Saat rekaman tersebut, Dewa Berata menyewa gamelan jegog dari Kabupaten Jembrana, Bali. Gamelan itu kemudian di-compose dengan membuat berbagai instrumen.
"Itu waktu ke Bali direkam seluruhnya, yang dia inginkan dan saya inginkan. Setelah itu diproses di sana, lagi saling kirim untuk feedback, saya diminta untuk feedback," jelasnya.
Selain itu, berbagai instrumen lainnya untuk game tersebut juga dibuat oleh Dewa Berata bersama Sanggar Seni Cudamani di rumahnya. Rekaman dilakukan saat dini hari memasuki pukul 01.00 Wita agar sepi sehingga tidak mengganggu hasil rekaman.

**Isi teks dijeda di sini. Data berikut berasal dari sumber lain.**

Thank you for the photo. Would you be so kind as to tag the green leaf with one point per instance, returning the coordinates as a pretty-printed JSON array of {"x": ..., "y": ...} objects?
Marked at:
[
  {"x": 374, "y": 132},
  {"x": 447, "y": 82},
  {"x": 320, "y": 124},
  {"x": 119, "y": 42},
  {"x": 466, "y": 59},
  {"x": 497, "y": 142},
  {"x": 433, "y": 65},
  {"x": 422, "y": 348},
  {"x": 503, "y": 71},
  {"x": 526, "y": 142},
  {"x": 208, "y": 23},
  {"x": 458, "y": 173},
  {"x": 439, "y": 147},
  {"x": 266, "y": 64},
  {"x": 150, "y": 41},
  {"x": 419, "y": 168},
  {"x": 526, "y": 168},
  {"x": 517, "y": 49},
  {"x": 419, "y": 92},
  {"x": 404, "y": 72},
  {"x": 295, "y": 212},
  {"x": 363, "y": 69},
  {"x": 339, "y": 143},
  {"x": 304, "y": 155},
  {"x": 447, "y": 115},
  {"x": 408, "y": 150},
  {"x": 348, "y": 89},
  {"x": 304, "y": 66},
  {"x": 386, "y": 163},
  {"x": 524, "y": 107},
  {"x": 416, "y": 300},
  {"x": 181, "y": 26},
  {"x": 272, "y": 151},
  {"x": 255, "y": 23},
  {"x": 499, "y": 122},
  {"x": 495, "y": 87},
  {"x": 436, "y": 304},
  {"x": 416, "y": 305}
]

"Karena kalau ke studio itu masalahnya kita sulit karena ke Denpasar jarak jauh, apalagi situasi sulit begini (di tengah pandemi COVID-19). Saya putuskan di pondok (rumah) saja dan saya kirim rekamannya dan dia (Jason Gallaty) senang, rekamannya bersih, bagus, jadi saya lanjutkan," kata dia.
"Mungkin ada satu minggu yang lalu selesai (buat rekaman). Setiap malam saya bikin bersama teman-teman, berapa orang, enam orang, kadang-kadang 10 orang, kadang-kadang tiga orang, tergantung kebutuhannya. Dapat satu kirim, itu proses-proses yang terjadi," tutur Dewa Berata.
Hingga saat ini, Dewa Berata masih mengerjakan musik video game tersebut sesuai dengan petunjuk yang diberikan oleh Jason Gallaty dari Amerika Serikat. Rencananya, Dewa Berata bakal berangkat ke Amerika Serikat pada September mendatang.